From running a practice schedule, to managing games, to getting the most out your team, your coach simply doesn’t have enough hours in the day to dedicate to your scholarship search. Understanding that simple fact is crucial to the outcome of your recruiting process.
That said, your coach can play a pivotal role during this journey for you. But it’s on you to make sure you’re making it easy for them to help you. In fact, if you do your job, your coach will absolutely be more than willing to follow your lead when the recruiting window opens.
Simply put, your coach should be used as a reference or support.
Here’s a game plan on getting the most out of your coach during the recruiting process:
- Target 10-15 colleges you can realistically play for.
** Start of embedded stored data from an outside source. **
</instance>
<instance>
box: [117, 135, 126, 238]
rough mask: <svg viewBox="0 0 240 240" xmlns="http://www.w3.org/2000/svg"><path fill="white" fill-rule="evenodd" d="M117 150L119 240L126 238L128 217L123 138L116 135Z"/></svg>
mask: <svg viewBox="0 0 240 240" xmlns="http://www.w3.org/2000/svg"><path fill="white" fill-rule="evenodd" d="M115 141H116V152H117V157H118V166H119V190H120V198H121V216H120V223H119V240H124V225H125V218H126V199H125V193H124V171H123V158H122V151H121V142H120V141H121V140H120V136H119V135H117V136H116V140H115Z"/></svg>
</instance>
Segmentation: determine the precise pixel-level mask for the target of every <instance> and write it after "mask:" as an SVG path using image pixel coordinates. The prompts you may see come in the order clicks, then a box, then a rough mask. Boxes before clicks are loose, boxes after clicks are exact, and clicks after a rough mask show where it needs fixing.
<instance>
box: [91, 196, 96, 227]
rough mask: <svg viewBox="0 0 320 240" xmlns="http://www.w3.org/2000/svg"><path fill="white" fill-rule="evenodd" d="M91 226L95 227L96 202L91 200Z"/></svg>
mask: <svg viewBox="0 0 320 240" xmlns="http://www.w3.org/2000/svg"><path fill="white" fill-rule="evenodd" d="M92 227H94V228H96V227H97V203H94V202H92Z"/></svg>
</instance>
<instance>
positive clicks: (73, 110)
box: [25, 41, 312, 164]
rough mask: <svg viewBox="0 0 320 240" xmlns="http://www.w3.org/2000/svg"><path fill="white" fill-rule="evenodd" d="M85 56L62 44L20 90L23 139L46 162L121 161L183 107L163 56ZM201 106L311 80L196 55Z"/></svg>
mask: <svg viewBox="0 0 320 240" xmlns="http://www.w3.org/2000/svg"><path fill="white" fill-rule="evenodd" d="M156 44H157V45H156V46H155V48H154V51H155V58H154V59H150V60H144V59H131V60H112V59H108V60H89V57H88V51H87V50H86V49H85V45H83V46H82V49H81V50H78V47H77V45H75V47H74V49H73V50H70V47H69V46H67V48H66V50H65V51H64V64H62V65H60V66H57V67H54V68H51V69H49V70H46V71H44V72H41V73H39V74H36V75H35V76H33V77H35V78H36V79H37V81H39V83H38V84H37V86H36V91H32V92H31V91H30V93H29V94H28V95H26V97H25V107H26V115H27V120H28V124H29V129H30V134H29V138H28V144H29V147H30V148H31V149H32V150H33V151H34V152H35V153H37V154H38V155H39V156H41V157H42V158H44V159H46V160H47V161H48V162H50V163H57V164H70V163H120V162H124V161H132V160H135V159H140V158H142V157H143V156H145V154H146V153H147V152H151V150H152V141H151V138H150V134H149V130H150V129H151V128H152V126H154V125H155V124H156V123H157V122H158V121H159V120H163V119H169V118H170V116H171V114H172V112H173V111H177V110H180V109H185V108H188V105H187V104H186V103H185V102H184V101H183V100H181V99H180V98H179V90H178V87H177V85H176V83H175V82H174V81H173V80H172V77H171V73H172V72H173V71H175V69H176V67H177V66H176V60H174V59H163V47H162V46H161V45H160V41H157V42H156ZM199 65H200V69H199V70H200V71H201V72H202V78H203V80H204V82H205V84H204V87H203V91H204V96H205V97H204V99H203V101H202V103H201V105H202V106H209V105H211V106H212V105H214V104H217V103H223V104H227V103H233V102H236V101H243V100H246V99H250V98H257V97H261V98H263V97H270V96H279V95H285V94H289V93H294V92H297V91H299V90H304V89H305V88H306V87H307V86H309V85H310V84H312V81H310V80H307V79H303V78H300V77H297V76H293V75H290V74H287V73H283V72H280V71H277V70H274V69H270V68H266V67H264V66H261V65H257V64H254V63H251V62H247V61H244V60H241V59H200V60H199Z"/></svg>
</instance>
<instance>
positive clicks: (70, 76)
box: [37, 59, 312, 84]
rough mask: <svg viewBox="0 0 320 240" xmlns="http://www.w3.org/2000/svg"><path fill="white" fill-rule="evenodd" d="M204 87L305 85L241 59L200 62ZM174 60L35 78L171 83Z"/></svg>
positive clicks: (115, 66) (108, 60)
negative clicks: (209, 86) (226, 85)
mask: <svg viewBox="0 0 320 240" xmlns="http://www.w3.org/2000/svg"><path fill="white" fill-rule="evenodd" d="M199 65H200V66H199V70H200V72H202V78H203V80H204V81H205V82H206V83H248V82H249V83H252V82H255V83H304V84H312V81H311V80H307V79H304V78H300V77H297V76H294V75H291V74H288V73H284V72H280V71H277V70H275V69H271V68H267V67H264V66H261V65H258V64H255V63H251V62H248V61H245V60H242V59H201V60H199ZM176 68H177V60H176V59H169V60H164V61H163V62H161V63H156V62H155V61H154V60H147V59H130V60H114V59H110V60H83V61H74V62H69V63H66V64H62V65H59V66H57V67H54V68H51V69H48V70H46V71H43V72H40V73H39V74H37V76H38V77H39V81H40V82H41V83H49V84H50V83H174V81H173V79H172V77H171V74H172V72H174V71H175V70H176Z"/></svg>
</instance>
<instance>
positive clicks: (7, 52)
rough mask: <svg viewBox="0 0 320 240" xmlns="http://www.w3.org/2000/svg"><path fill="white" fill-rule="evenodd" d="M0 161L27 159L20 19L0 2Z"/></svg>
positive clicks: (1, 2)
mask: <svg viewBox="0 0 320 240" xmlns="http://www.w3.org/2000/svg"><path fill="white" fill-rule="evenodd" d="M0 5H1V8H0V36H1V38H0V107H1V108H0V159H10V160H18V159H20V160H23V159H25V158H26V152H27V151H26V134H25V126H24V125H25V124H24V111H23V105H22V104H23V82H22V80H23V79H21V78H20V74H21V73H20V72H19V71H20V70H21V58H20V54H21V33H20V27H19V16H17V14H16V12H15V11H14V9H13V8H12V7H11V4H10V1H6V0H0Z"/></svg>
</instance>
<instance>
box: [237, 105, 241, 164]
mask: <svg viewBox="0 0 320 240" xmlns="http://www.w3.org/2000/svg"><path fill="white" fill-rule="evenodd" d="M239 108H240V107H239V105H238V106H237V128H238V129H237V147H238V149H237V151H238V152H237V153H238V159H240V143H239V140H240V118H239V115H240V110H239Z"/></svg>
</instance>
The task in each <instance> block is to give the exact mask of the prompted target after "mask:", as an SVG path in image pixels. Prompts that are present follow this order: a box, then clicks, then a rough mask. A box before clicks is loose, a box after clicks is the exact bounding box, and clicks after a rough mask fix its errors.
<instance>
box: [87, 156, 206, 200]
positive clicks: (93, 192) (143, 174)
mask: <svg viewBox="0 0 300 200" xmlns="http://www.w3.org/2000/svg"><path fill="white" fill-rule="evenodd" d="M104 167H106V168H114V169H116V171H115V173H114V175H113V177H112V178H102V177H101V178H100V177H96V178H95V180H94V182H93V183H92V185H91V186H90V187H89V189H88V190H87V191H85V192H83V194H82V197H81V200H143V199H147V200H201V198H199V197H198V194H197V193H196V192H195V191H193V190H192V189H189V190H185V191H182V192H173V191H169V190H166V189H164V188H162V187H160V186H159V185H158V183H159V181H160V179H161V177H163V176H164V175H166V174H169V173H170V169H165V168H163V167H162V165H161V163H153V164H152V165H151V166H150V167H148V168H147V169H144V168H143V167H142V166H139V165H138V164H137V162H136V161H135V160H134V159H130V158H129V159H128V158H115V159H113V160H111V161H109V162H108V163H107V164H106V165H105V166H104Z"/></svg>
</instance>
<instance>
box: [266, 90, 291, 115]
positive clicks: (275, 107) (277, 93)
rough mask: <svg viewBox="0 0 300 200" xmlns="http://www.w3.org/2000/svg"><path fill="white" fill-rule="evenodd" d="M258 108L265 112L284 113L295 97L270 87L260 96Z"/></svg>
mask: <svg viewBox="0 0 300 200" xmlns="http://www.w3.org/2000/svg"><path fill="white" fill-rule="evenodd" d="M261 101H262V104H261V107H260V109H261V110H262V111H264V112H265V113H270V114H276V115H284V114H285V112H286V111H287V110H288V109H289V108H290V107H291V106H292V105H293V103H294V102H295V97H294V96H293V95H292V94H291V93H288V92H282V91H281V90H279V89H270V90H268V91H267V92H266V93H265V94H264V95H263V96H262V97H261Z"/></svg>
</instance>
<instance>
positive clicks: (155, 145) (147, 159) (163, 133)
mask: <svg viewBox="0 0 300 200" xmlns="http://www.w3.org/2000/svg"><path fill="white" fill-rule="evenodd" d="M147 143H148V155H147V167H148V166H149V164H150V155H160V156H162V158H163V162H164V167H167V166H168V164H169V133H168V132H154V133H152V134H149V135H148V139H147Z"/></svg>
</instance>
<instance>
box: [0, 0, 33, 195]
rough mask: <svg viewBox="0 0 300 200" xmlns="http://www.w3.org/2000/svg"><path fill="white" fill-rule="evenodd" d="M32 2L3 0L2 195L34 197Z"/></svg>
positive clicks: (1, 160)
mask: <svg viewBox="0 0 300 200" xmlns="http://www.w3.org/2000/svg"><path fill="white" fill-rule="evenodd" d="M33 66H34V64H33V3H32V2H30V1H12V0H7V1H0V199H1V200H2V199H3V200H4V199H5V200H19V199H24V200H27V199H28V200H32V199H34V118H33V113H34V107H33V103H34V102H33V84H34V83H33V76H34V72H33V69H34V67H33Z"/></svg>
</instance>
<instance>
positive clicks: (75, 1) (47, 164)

- Confirm with your coach that he or she believes those schools make sense for you.
- Tell your coach you will be reaching out to each of your target schools and you will be using them as a reference for college coaches to follow up with.
- Send an introductory email to each of your target schools and provide each of those schools with the contact info of your coach.
- Make sure to “bcc” (blind carbon copy) your coach on every email so your coach can see exactly who you’re communicating with.
- Provide your coach the contact info for the college coaches at your target schools, in case your coach is willing to make a call or send an email on your behalf.
It’s really that simple. Do as much of the work for your coach as possible and don’t be scared to ask them for help. If you make it easy for them to help, they’re going to understand how serious you are about playing at the next level. Keep in mind, it’s your career. It should matter to you, more than it matters to your coach!